How many words can you make with the letters from the word Constitution?
Your assignment is how may words can YOU make?
Start with: con, sit, tut, tuition
How many more can YOU find?
con, on sit, not, son, ton, non, nit, it, is, no, sin, stint, tint, tin, tints, tons,
To find out how many words you can make with the letters from the word "Constitution," you can follow these steps:
1. Start by determining the total number of letters in the word "Constitution." In this case, there are 12 letters.
2. Now you need to consider the arrangement of these letters to form different words. Since some letters are repeated, you need to account for this repetition.
3. For example, the word "Constitution" has two letter 'o's, two letter 'i's, and two letter 'n's.

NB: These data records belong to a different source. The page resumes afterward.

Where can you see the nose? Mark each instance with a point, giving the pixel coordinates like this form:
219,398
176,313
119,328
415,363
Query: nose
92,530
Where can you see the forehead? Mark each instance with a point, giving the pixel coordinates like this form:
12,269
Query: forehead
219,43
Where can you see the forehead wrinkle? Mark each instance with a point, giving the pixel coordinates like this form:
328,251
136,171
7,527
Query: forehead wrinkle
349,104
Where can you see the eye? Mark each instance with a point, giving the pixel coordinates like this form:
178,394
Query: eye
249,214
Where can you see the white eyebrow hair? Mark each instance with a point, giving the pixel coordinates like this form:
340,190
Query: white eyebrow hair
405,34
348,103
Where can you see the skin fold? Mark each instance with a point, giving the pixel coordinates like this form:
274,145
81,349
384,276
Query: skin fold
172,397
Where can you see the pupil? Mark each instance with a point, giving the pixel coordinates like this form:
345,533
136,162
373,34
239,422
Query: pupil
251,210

To calculate the number of arrangements while considering repetition, you can use the concept of combinations and permutations.
4. Begin by calculating the number of permutations for all the letters without considering repetition. This is done using the formula n!, where n is the total number of letters. In this case, n = 12 letters, so the number of permutations is 12!.
5. However, this count includes the repetition of the letter 'o' twice, 'i' twice, and 'n' twice. To eliminate this repetitive counting, divide the total permutations by the factorial of how many times each letter is repeated.
6. For example, there are 2 factorial (2!) ways to arrange the two 'o's, 2 factorial (2!) ways to arrange the two 'i's, and 2 factorial (2!) ways to arrange the two 'n's. So, divide the total permutations by (2! * 2! * 2!).
7. Finally, calculate the result by dividing 12! by (2! * 2! * 2!). This will give you the total number of unique words that can be formed using the letters of the word "Constitution."
Note: Calculating the exact number of words can be time-consuming, as it would involve listing out every possible combination. To get an accurate count, it would be more efficient to use a computer program or algorithm specifically designed for this purpose.